US Diesel Inventories Declined For A 7th Straight Week, Keeping Total Stocks At The Low End Of The Seasonal Range

Market TalkThu, Mar 07, 2024
US Diesel Inventories Declined For A 7th Straight Week, Keeping Total Stocks At The Low End Of The Seasonal Range

It’s been a choppy start to Thursday’s trading with energy futures flipping back and forth between gains and losses, after some bullish demand figures in the DOE report Wednesday sparked a healthy rally.

Energy markets appear to be shrugging off news that the latest Houthi Missile attack caused the first fatalities aboard a merchant ship in the Red Sea conflict while new reports suggest the undersea cables that were cut last week may have been caused by a sinking ship.

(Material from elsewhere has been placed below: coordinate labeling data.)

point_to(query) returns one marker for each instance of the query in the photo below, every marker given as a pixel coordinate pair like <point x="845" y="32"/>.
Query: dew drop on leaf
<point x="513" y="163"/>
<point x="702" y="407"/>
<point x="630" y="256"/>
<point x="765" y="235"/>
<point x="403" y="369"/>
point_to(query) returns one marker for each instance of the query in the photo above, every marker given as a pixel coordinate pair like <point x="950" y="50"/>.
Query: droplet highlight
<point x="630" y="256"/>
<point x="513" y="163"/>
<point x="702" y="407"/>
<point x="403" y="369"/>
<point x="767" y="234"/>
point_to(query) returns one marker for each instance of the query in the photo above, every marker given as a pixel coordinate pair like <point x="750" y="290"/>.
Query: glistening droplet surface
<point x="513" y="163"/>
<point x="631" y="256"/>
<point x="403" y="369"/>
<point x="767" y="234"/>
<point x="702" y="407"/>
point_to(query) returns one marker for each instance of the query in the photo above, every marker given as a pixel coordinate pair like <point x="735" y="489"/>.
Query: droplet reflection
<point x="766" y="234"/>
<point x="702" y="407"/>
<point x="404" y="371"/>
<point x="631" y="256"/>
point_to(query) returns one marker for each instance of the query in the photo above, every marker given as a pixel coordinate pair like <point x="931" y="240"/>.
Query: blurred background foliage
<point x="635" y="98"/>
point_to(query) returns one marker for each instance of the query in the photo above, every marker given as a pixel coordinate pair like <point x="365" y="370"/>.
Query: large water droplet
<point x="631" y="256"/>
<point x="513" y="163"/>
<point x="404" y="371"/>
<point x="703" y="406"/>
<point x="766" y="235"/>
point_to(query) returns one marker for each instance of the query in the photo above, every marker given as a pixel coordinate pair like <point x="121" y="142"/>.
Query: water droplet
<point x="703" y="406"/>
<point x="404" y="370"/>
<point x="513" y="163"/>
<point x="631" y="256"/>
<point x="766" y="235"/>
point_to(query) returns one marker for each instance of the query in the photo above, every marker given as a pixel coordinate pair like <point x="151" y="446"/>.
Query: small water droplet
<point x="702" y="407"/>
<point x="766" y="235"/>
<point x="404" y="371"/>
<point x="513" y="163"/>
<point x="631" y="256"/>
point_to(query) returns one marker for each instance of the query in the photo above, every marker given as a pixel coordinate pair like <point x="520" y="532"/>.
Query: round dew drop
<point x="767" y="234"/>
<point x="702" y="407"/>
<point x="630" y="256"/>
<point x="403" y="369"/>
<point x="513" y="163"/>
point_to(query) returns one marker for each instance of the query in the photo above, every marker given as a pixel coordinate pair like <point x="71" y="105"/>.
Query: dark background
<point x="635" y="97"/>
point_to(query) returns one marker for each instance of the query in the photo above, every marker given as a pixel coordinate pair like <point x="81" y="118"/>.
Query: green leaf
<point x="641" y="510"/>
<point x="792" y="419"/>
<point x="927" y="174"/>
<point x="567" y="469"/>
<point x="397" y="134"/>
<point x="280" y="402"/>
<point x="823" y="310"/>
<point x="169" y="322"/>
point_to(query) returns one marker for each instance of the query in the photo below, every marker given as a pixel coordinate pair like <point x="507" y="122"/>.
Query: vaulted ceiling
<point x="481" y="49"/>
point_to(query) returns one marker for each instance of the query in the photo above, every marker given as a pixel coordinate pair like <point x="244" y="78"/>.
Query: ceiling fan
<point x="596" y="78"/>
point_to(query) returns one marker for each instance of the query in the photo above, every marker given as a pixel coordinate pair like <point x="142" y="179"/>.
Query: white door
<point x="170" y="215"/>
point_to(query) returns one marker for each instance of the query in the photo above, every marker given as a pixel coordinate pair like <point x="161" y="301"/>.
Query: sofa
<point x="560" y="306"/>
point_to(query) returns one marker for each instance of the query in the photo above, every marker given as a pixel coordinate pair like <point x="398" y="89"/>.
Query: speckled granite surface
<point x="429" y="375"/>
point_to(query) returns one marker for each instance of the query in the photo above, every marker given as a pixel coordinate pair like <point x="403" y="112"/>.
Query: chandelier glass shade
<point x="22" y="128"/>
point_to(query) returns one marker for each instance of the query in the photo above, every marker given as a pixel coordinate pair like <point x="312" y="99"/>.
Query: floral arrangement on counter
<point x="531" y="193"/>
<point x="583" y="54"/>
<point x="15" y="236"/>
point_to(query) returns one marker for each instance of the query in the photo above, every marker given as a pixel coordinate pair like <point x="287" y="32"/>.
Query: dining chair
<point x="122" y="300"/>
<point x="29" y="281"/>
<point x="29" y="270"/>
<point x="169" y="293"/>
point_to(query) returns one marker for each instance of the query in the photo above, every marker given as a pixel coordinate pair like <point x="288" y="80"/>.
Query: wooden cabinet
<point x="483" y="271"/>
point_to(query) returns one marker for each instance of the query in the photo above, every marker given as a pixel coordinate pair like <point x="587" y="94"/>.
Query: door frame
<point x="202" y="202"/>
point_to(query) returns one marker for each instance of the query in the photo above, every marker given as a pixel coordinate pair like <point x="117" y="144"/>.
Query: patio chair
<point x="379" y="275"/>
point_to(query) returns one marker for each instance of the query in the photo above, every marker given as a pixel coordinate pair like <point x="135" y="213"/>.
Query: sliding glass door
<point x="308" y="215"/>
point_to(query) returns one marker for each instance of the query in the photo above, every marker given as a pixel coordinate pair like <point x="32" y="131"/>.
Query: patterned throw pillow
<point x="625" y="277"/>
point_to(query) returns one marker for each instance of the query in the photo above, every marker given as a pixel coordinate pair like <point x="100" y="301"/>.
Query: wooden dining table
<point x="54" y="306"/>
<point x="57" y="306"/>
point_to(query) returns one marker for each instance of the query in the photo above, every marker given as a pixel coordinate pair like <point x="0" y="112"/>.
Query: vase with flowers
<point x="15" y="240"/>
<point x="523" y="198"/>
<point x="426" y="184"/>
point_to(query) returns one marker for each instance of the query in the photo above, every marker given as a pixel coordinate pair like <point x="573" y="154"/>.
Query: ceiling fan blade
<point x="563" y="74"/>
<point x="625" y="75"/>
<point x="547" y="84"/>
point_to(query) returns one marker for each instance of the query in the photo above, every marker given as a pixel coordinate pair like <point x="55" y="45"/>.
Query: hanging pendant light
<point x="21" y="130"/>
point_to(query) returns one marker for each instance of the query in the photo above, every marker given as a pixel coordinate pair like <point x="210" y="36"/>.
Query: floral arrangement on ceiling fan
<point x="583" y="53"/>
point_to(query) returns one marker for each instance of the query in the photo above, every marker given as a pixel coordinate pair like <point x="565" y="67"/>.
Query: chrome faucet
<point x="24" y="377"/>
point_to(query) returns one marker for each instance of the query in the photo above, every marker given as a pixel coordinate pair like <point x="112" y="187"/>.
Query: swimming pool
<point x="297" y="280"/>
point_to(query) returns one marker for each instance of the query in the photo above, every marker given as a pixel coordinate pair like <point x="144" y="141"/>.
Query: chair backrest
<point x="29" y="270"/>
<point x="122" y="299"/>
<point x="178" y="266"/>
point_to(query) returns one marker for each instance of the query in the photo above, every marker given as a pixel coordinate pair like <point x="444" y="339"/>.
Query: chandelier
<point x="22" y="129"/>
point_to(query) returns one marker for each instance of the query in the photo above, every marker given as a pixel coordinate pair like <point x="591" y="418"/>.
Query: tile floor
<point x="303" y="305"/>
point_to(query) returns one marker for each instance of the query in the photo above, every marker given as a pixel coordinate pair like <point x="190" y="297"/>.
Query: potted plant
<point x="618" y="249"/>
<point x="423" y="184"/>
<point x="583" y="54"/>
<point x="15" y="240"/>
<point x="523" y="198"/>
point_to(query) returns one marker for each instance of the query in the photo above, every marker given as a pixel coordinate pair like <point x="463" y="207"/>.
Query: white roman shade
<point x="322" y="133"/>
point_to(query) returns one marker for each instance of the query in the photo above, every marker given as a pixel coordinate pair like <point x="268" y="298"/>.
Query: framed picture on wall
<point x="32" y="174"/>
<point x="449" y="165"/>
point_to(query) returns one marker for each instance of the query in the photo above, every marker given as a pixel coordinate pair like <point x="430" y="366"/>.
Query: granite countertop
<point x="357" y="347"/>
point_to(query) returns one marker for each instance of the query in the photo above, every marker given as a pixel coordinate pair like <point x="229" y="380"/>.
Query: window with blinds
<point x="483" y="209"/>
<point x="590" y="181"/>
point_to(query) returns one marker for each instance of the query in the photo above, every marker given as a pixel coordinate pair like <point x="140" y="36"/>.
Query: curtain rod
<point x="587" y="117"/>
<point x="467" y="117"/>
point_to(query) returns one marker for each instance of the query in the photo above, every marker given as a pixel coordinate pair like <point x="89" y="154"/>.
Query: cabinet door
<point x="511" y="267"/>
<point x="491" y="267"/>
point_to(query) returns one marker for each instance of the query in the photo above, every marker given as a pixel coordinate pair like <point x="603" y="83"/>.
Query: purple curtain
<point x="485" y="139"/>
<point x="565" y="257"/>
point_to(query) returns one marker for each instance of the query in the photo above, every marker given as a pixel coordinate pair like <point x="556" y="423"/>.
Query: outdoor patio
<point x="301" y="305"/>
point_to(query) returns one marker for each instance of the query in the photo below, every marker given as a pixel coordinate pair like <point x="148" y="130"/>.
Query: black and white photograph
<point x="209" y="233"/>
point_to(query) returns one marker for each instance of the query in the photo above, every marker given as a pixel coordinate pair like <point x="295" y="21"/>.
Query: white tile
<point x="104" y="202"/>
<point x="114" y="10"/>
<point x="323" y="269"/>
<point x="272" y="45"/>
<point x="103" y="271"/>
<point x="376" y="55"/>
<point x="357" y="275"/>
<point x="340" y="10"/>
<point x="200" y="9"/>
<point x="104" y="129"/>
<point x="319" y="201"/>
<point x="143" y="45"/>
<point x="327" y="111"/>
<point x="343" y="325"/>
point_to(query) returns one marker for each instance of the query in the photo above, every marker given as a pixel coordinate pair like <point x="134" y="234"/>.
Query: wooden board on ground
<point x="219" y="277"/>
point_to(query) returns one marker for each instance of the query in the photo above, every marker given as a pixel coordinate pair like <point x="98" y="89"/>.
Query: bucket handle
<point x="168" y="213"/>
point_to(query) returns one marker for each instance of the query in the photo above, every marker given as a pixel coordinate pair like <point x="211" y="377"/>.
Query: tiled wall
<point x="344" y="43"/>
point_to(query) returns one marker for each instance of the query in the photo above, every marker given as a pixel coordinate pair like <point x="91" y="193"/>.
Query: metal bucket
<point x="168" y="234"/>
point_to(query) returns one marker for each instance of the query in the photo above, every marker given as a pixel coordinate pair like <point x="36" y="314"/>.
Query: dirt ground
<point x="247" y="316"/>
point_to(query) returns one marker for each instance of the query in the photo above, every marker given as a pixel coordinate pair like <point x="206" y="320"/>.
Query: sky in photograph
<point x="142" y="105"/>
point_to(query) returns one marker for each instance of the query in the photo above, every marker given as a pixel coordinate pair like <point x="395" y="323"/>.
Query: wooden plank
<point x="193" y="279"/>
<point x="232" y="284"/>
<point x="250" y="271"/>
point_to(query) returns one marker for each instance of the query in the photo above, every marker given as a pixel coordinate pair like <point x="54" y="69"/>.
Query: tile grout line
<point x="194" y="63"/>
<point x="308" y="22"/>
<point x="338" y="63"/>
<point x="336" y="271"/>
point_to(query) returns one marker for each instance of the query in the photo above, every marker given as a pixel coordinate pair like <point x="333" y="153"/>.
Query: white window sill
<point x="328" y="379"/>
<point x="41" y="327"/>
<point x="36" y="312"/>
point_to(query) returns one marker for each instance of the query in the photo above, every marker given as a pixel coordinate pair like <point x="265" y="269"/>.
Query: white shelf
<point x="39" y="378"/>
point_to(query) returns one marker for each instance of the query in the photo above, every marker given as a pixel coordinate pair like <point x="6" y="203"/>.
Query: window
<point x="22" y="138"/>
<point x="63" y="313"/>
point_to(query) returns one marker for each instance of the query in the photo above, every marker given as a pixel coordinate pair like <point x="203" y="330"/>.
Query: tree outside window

US diesel inventories declined for a 7th straight week, keeping total stocks at the low end of the seasonal range even though PADDs 2 and 4 remain at the top end of their seasonal range. The wildcard in diesel stocks of course is PADD 5 where the renewable diesel that’s been flooding the west coast over the past several months still doesn’t show up in the weekly stats, meaning total stocks are likely 4 million barrels or so above the official PADD 5 estimate, which is why we’re seeing weak basis values despite the DOE showing inventories below their seasonal range. The DOE’s estimate for diesel demand also saw a huge increase last week, marking a 4th week of big back and forth swings, proving more that the agency’s estimates are error prone than anything else. The good news if you’re a diesel producer is that the DOE’s figures are understating diesel demand somewhere in the 4-5% range due to RD not being factored into the numbers.

Gasoline stocks declined for a 5th straight week, following their typical seasonal pattern of drawing down inventories as the spring RVP transition kicks in. One major difference in the gasoline figures compared to the past few years is that the East Coast (PADD 1) is actually seeing inventory builds thanks in large part to above average imports and the return of previously idled local refining capacity, whereas PADDs 2 and 3 are seeing big declines. That excess supply stretching from New York to New England looks like it’s already backing up demand for resupply, which helps explain why Colonial Line 1 space is trading for minus 5 cents/gallon these days. That overhang will need to be dealt with in the next several weeks if shippers are going to get their tanks turned ahead of the spring deadline.

As expected, refinery runs saw a large increase of nearly 5% last week as several of the country’s largest refineries return from maintenance. The Gulf Coast refining hub is now running at higher rates than it was this time last year, but remains far below where runs were prior to the January freeze.